Simocephalus mixtus , a juvenile shimoda flea species inhabiting the whole country, does not need special conditions for cultivation and toxicity evaluation other than temperature. In particular, because it is highly sensitive and already adapts to the domestic environment, the degree of adaptation or reaction to various pollutants is faster than that of the imported species, and the error of experimental results can be reduced as much as possible. Exposure is unlikely to disrupt ecosystems, unlike exotic species.

In addition, the present invention in the comprehensive environmental risk assessment of the pollutants by replacing the organisms that depended on the existing foreign imported species with domestic species to reduce the foreign currency caused by the import of the foreign species, domestic paper species such as purchase and culture An environmental monitoring system can be provided that reduces the economic burden. In particular, by standardizing the measurement of the toxicity of water fleas in accordance with the natural ecosystem of Korea by using organisms suitable for the domestic climate, it can be very helpful in setting the criteria of the national environmental risk assessment method.
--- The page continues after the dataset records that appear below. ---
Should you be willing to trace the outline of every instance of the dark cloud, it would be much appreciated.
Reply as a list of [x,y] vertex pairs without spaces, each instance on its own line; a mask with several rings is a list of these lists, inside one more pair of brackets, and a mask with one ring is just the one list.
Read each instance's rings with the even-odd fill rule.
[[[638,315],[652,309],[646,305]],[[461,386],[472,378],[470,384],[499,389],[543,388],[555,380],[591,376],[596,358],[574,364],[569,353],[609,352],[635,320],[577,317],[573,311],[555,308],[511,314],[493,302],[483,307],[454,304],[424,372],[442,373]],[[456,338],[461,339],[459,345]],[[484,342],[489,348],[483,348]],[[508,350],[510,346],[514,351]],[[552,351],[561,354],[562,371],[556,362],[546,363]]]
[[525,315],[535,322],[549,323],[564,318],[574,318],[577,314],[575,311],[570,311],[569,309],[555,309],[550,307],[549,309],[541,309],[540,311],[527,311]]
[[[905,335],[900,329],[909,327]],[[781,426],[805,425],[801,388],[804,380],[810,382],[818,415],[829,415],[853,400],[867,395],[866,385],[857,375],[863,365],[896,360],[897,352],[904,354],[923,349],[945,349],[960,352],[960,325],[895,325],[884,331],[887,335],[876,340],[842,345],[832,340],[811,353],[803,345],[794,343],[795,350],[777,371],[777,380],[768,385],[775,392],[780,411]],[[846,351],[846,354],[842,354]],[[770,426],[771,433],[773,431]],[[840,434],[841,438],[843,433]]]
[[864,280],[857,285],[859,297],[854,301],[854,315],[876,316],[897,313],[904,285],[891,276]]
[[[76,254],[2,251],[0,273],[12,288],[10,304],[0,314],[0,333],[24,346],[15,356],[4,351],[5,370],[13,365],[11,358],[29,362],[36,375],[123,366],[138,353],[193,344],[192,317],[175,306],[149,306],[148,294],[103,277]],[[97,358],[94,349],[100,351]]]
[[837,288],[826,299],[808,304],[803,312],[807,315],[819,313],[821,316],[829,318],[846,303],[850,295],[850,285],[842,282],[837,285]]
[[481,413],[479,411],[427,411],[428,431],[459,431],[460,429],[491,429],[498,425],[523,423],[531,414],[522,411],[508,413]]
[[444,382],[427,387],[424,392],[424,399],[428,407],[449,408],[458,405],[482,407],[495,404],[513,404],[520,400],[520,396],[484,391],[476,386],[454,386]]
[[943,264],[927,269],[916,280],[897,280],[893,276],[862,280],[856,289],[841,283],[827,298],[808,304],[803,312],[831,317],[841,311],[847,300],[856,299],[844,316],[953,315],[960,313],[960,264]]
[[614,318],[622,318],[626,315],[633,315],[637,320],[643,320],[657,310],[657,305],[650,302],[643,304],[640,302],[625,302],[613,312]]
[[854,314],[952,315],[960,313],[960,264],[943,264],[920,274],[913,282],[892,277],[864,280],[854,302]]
As mentioned above, although this invention was demonstrated with reference to the preferred embodiment of this invention, those of ordinary skill in the art should understand this invention in the range which does not deviate from the idea and the scope of the invention as described in the following claims. It will be appreciated that various modifications and changes can be made.

Claims (5)

A method of cultivating daphnia species for the evaluation of environmental toxicity, characterized by harvesting Simocephalus mixtus which is a domestic daphnia species and incubating at 25 ° C. for less than 24 hours. The method of cultivating daphnia species according to claim 1, wherein the culturing is carried out at a concentration of one individual per 50 ml or more of the culture water in the culture water containing 320 mg / L of CaCO3. The method of culturing daphnia species according to claim 1 or 2, wherein the light intensity at the time of culturing is 800 lux or less and is illuminated for 18 hours of the day. A method for measuring environmental toxicity, comprising adding Simocephalus mixtus cultured by the method of claim 1 to a sample and checking the survival rate. 5. The method of claim 4, wherein the Simocephalus mixtus by exposure to heavy metals is also measured how environmental toxicity, characterized in that to evaluate the toxicity sensitivity to 48hr-LC50.